From Wolf Street, by Wolf Richter
Foreign Investors Pile into US Commercial Real-Estate Bubble
With impeccable timing, after a blistering 7-year price boom.
2016 might later be called the peak year in terms of commercial real estate, or even the post-peak year, depending on the metric. Overall office sales in 2016 fell 7% from 2015, to $140.5 billion, according to JLL research cited by CommercialCafé, a sister company Yardi Matrix. And leasing activity was hampered by office tenants that were “reluctant to make any major moves pending the conclusion of the presidential election.”
But graciously, foreign investors jumped in with both feet to help out. The report by CommercialCafé:
[T]he market has become a haven for offshore investors, who are pumping record amounts of capital into US office assets, especially in primary urban cores.
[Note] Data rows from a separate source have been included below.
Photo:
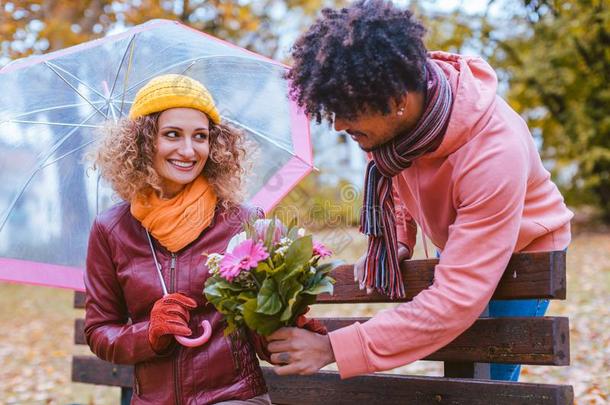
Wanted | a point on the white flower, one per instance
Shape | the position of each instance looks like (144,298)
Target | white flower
(213,262)
(236,240)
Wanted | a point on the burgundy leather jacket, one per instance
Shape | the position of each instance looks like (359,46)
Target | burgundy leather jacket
(122,286)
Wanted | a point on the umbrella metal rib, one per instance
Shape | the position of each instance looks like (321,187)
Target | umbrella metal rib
(59,68)
(61,124)
(191,62)
(52,67)
(58,107)
(36,170)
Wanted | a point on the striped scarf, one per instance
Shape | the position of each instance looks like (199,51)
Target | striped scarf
(382,270)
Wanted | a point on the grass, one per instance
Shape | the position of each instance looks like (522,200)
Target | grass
(36,338)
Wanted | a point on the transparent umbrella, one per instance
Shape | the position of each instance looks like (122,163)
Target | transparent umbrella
(51,109)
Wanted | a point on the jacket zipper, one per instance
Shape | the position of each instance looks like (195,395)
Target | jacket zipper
(172,269)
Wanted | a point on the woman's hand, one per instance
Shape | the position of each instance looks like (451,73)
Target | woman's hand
(169,316)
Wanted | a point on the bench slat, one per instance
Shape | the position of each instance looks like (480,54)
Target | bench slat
(91,370)
(528,275)
(387,389)
(396,389)
(543,341)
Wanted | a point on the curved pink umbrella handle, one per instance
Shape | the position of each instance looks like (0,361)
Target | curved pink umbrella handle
(194,342)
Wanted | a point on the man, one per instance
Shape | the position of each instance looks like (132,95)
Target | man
(447,153)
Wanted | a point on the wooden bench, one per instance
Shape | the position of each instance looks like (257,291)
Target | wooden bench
(540,341)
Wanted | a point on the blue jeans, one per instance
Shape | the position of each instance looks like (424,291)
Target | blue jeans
(506,308)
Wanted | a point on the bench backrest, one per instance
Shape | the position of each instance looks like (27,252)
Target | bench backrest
(541,341)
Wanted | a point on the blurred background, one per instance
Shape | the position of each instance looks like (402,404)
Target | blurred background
(553,62)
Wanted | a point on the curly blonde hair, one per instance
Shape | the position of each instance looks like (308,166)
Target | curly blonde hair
(125,158)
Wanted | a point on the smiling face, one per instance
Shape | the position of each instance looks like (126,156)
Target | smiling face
(182,148)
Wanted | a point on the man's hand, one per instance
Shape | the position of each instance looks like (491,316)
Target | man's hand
(404,253)
(299,351)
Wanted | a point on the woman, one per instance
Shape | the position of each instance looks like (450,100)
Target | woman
(179,170)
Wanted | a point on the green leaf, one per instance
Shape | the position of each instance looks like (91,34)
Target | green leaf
(295,272)
(261,323)
(268,300)
(326,285)
(299,252)
(291,292)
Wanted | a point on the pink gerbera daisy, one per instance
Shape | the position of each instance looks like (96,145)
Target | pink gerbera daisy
(245,256)
(320,250)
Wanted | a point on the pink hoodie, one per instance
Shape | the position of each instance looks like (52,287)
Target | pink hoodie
(480,197)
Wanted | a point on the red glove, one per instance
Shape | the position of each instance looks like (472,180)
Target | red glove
(312,324)
(169,316)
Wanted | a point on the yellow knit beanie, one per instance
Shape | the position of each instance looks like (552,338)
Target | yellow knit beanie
(173,91)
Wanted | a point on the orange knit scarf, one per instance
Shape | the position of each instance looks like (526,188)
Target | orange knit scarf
(178,221)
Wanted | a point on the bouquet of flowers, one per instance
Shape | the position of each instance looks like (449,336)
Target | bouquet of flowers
(268,276)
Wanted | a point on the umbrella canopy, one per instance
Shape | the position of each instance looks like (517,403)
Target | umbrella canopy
(53,106)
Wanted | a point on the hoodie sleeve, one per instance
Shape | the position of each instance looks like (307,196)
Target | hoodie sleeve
(107,331)
(489,197)
(406,227)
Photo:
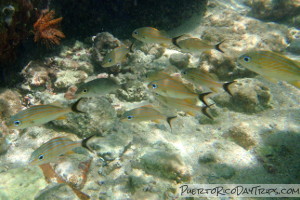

According to JLL research, foreign office investment surpassed $20 billion in 2016, accounting for 16% of the overall acquisition volume.And while, historically, Canadians have been the most active foreign players on the market, Asian and German investors are now stealing the spotlight.
Of the 50 largest office deals that closed in the US in 2016 – the trophies that get global attention – offshore buyers accounted for 43%! And those from Asia alone accounted for 16%:
- Mixed foreign and US: 9 deals for $7.1 billion, 19% of total
- Asian: 8 deals for $6.0 billion, 16% of total
- European: 5 deals for $2.3 billion, 6% of total
- Canadian: 1 deal for $914 million, 2% of total
Notable purchases by foreign entities included China Life’s $1.64 billion purchase of 1285 Avenue of the Americas in New York, in a joint venture with RXR Realty (New York); and Hong Kong Monetary Authority’s $1.15 billion acquisition of 1095 Avenue of the Americas.